Este domingo ante Sinner, dominador del ranking mundial, campeón de los dos últimos Grand Slam, rival para la próxima década, volvió a demostrar que manda si quiere hacerlo. Al final, 7-6(5) y 6-1 en una hora y 43 minutos de juego. Sobre cemento, entre cañonazos, aún puede sufrir, pero en tierra batida, donde siempre gana el mejor, no quedan dudas. En esta gira ha ganado en Montecarlo y Roma y ha llegado en la final en Barcelona y en la edición de Roland Garros que empieza el próximo domingo si no es campeón sería una sorpresa.
El momento decisivo
La final ante Sinner se decidió en apenas cuatro o cinco puntos, todos en el desenlace del primer set, fueron sólo unos minutos. Hasta entonces, ambos jugadores marcaron sus fortalezas, el español con la derecha y el italiano con el revés. No se hicieron daño. El esquema de juego de Alcaraz pasaba por alargar los intercambios para molestar con bolas altas y la táctica de Sinner, mejor con su servicio, buscaba todo lo contrario. Hasta el 6-5, cada uno hizo lo suyo, a veces genial ambos, a veces erráticos. Pero entonces, Sinner ameritó dos bolas de set con n 15-40 y decantó la balanza.
Andrew MedichiniAP
El peligro era mortal. En un encuentro a cinco sets, ceder el primero no es un drama; en un partido a tres sets, hacerlo es sentencia. Alcaraz tenía que hacer lo que hizo. Al contrario que en otras ocasiones, se abrazó a la serenidad, jugó y forzó a Sinner para que repitiera ciertos errores. Entonces sólo quedaba el tie-break, donde clavó dos saques directo a la línea y cerró el periodo con una volea magistral. En ese mismo instante, convirtió el segundo set un disfrute ante rival ya rendido. El título ya era suyo.
"No he tenido altibajos"
"Estoy muy orgulloso de cómo he enfocado el partido mentalmente. Tácticamente todo ha ido bien, pero sobre todo no he tenido altibajos, me he mantenido en mi mejor nivel durante todo el partido", admitió el español al acabar el encuentro, antes de felicitar a Sinner por haber llegado a la final después de su sanción y de aceptarse como favorito para la próxima cita en París: "Ganar aquí en Roma superando a Jannik es un éxito que me da mucha confianza para Roland Garros, aunque ahora lo único que quiero es celebrar con mis amigos, mi familia y con los amigos que han venido desde España. Después descansaré y ya me podré centrar en el Grand Slam".
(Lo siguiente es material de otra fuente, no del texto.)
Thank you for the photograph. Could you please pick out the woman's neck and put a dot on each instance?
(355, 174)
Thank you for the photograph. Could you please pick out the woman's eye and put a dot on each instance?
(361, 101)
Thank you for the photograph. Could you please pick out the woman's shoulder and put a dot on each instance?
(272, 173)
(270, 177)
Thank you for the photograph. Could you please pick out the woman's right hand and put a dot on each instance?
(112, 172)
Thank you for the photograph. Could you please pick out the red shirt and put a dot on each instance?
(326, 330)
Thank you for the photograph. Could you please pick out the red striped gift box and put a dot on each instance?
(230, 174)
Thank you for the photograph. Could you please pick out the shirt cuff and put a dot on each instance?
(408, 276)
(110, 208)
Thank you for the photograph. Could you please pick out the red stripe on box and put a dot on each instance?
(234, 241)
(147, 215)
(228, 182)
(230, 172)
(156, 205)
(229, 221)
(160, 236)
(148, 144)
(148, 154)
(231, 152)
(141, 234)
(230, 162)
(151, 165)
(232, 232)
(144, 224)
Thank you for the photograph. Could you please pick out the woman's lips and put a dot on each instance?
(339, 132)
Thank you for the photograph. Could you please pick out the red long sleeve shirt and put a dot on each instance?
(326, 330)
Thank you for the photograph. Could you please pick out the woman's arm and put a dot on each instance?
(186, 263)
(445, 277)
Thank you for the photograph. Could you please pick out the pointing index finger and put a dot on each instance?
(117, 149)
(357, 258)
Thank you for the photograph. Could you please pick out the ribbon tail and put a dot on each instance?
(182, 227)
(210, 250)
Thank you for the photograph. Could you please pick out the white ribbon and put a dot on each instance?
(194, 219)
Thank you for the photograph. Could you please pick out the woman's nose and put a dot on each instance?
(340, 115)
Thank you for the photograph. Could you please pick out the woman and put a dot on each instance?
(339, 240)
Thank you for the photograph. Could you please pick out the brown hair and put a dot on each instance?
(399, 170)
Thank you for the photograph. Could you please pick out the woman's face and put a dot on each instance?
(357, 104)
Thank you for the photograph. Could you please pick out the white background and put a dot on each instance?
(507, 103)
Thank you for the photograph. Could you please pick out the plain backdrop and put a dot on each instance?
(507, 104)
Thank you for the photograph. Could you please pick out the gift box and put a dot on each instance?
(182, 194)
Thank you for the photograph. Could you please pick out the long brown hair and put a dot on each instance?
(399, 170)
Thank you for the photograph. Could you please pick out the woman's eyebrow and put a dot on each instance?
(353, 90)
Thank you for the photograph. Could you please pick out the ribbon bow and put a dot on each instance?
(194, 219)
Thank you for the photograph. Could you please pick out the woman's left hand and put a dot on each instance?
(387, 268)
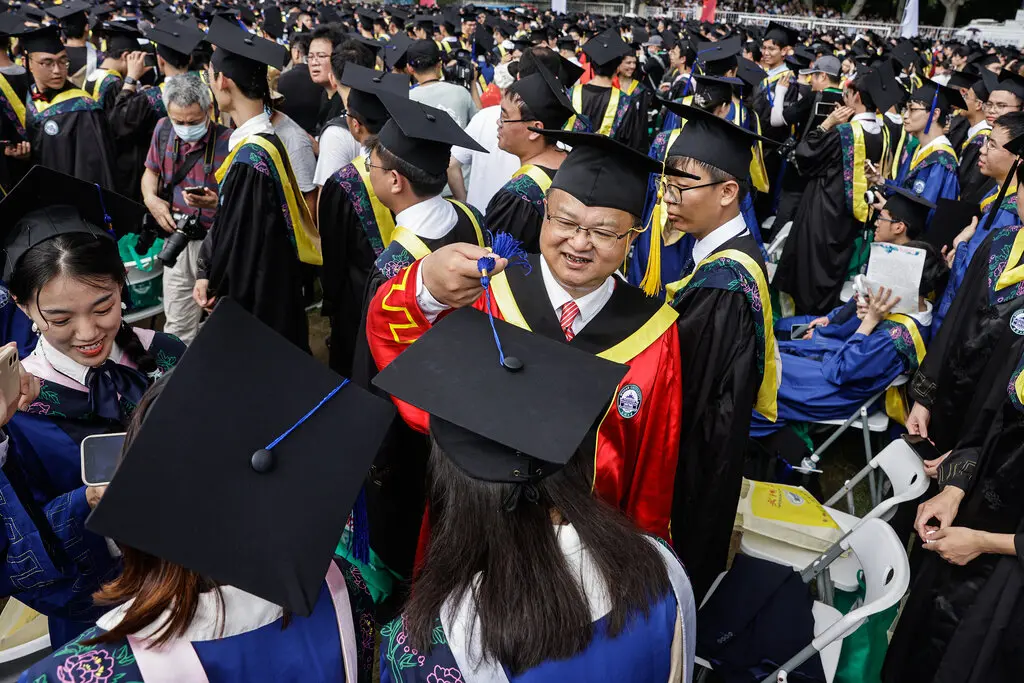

Con su triunfo, Alcaraz sumó su séptimo Masters 1000, el primero en Roma, pero sobre todo agigantó una estadística de aquellas que asustan a sus adversarios. A sus 22 años, ha jugado 12 finales entre 'grandes' y Masters 1000 y sólo ha perdido una. En los días decisivos, bajo los focos, se vuelve de mármol, como ocurrió este domingo.